近日,亚马逊人工智能研究团队宣布开发出有史以来最大的文本转语音模型——可扩展流式文本转语音模型(BASE TTS)。该模型拥有 9.8 亿个参数,并使用 10 万小时的录音进行训练,其中大部分为英语语音。
BASE TTS 的开发和训练过程已发表在 arXiv 预印本服务器上。研究人员表示,该模型的规模和训练数据集使其能够展现出“涌现能力”,即在没有明确编程的情况下,从大量数据中学习复杂模式和行为的能力。
与其他文本转语音模型相比,BASE TTS 具有以下优势:
* 更高的保真度:BASE TTS 生成的语音更加自然流畅,接近人类语音。
* 更强的表达能力:该模型可以捕捉文本中的细微差别,并生成具有适当语调和情感的语音。
* 更快的推理速度:BASE TTS 可以实时生成语音,这使其适用于各种应用程序,例如语音助手和自动客服系统。
亚马逊表示,BASE TTS 已被集成到其 Alexa 语音助手和其他产品中。研究人员相信,该模型将推动文本转语音技术的进一步发展,并为自然人机交互开辟新的可能性。
值得注意的是,BASE TTS 并不是第一个展示涌现能力的模型。此前,谷歌开发的 GPT-3 语言模型也表现出了类似的能力。然而,BASE TTS 的规模和训练数据集使其成为文本转语音领域的一个重要突破。
随着人工智能技术的不断发展,涌现能力有望成为人工智能模型的一项普遍特征。这将极大地扩展人工智能的应用范围,并为解决复杂问题提供新的方法。
英语如下:
**Headline:** Amazon Builds Largest-Ever Speech Model, Demonstrates ‘Emergence’
**Keywords:** Text-to-speech, largest model, emergence
**Body:**
Amazon has unveiled the largest text-to-speech model evercreated, showcasing the phenomenon of “emergence.”

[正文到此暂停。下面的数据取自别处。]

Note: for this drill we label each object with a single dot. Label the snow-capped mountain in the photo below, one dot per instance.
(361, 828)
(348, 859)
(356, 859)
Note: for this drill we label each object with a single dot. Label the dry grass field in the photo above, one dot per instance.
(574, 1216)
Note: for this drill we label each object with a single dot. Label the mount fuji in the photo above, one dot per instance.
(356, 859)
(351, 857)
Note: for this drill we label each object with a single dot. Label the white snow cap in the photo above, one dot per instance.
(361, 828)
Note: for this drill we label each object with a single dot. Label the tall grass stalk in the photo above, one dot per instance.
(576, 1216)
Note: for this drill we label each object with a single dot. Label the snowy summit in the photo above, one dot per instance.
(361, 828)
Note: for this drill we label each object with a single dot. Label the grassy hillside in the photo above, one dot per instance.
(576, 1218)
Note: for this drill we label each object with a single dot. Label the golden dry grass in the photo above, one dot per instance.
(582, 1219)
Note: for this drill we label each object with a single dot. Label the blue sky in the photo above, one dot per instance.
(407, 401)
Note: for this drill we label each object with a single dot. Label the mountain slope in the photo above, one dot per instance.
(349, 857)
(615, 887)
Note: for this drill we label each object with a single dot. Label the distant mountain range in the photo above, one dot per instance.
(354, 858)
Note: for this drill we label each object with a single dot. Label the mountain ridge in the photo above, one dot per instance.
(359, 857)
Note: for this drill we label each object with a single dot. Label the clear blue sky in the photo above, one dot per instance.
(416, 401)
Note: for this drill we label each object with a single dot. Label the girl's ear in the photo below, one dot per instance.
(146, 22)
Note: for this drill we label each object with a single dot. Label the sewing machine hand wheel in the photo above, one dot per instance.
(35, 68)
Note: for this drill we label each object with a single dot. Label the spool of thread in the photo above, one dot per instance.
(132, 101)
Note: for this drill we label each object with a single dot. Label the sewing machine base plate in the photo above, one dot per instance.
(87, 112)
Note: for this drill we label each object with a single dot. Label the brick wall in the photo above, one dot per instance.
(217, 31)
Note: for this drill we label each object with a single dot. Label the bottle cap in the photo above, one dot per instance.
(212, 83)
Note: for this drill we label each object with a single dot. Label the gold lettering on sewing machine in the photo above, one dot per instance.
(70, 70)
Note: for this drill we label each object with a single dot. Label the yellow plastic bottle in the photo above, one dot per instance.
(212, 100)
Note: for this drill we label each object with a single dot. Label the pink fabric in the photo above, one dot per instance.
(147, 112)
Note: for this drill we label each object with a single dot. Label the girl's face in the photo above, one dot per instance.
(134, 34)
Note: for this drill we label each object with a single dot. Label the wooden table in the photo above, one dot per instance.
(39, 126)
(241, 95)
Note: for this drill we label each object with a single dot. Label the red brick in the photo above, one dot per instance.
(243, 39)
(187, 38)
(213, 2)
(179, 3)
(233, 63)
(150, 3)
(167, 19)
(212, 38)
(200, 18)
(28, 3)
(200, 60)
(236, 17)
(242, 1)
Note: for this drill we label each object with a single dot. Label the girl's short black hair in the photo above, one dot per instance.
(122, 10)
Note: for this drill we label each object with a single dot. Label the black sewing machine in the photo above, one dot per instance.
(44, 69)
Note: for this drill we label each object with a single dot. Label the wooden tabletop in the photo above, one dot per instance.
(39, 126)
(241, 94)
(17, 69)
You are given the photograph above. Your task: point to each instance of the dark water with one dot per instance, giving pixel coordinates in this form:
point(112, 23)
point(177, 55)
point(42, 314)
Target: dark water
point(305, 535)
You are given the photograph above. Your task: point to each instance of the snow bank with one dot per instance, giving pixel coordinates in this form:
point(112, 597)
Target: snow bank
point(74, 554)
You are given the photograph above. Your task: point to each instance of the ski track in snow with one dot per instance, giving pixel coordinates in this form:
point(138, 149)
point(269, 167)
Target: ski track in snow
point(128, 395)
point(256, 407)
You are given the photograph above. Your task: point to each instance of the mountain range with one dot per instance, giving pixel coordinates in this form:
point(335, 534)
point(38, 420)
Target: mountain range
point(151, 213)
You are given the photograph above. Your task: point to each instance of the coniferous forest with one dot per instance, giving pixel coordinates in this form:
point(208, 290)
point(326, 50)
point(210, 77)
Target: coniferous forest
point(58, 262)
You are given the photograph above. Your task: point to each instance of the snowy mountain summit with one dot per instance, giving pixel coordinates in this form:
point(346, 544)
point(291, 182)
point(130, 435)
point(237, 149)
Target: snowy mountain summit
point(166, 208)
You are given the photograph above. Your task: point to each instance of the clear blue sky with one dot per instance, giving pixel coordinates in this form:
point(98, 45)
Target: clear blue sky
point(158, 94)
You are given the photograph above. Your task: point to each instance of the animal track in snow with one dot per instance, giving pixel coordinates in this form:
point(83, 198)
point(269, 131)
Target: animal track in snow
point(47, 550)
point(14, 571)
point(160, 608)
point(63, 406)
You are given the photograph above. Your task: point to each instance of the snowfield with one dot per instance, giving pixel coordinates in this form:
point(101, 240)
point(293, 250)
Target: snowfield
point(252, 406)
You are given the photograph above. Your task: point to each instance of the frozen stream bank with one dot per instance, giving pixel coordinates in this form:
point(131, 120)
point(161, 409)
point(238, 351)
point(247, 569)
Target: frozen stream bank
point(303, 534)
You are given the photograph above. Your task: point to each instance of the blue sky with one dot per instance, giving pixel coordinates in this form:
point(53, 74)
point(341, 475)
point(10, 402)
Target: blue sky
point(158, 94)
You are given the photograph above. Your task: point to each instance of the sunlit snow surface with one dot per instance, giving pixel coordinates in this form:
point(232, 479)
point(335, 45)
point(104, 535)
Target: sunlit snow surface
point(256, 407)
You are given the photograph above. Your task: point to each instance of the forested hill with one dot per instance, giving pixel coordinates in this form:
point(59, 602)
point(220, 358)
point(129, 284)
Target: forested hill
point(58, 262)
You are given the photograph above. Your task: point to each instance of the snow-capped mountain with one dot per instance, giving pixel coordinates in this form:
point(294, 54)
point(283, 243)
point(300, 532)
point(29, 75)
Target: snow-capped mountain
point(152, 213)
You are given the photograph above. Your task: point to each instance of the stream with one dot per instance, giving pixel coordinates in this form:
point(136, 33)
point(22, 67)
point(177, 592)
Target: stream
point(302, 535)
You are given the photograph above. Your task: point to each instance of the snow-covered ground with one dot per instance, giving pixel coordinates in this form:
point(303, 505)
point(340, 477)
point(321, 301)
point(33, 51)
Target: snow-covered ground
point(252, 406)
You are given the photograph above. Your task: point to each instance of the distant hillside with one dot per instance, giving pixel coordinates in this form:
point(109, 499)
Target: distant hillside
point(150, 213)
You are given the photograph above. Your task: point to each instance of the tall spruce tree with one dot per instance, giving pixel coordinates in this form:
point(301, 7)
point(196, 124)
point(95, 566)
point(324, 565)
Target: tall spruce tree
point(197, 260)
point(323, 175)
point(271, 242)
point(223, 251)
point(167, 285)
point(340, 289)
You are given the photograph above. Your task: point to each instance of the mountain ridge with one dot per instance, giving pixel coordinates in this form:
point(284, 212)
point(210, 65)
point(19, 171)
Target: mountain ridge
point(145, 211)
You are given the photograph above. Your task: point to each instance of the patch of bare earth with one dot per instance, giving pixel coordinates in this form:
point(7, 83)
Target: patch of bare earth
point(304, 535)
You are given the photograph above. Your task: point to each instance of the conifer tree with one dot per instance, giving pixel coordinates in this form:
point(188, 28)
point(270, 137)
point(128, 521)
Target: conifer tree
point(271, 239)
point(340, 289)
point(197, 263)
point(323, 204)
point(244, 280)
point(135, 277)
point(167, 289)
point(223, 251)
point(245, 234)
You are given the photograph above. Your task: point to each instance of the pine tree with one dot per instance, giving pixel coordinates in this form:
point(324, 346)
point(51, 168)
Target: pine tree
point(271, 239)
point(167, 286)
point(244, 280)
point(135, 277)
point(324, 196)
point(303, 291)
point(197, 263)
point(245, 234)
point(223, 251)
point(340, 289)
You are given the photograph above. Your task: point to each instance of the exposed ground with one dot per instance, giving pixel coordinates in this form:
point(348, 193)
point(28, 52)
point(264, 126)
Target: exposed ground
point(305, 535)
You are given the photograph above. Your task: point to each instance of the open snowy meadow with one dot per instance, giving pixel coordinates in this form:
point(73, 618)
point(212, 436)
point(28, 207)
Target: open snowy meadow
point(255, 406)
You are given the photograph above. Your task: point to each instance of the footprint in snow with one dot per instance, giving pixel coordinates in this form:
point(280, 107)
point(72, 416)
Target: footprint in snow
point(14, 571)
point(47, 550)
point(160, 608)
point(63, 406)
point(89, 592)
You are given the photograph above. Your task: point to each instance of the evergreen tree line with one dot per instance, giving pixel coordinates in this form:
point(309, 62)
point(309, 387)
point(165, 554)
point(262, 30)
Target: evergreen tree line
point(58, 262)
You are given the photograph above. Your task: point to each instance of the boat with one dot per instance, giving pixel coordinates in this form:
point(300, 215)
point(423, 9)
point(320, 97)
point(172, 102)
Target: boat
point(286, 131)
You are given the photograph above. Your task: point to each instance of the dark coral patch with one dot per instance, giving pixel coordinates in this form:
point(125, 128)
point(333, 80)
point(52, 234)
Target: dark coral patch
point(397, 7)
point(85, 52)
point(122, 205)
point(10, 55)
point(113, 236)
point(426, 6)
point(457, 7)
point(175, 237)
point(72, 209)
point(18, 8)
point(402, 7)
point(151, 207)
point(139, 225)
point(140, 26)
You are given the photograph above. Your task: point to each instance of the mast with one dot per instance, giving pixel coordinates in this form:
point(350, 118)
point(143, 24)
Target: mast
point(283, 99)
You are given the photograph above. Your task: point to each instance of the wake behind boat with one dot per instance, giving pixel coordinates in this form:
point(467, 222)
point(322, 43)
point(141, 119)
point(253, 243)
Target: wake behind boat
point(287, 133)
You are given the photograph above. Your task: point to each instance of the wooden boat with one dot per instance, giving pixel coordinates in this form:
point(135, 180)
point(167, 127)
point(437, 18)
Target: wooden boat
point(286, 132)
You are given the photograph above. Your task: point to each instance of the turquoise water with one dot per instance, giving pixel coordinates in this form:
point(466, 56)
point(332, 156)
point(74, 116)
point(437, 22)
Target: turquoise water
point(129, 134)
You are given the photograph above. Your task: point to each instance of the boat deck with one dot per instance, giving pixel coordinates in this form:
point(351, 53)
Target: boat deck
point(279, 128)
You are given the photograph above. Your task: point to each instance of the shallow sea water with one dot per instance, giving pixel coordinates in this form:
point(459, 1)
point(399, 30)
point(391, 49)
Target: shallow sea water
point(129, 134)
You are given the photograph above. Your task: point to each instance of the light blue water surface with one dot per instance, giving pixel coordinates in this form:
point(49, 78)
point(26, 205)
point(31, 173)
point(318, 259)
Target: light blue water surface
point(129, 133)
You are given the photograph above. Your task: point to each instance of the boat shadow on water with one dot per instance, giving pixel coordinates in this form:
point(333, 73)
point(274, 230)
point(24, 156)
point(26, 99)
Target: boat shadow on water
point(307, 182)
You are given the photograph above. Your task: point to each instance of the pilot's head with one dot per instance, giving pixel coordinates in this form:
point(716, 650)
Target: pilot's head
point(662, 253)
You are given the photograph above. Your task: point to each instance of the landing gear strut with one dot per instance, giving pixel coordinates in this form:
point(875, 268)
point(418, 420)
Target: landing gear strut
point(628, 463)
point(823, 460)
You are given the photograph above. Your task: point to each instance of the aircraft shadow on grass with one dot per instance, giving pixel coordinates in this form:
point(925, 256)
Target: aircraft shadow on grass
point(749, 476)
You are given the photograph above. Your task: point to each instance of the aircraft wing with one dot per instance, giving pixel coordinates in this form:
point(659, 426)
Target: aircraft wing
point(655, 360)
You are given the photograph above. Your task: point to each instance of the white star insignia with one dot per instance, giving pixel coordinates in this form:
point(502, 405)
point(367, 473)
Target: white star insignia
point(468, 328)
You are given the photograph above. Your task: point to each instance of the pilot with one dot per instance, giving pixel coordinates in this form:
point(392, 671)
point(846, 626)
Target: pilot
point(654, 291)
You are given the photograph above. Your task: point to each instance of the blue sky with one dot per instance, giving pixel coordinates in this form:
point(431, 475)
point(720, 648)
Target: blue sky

The model, called BASE TTS for short, boasts 980 million parameters and was trained on 100,000 hours of recordings, mostly in English.
Details of BASE TTS’s development and training have been published on the preprint serverarXiv. The researchers say that the model’s size and training dataset allow it to exhibit “emergence,” the ability to learn complex patterns and behaviors from vast amounts of data without being explicitly programmed to do so.
Compared to other text-to-speech models, BASE TTS offers several advantages:
* Higher fidelity: BASE TTS generates speech that is more natural-sounding and human-like.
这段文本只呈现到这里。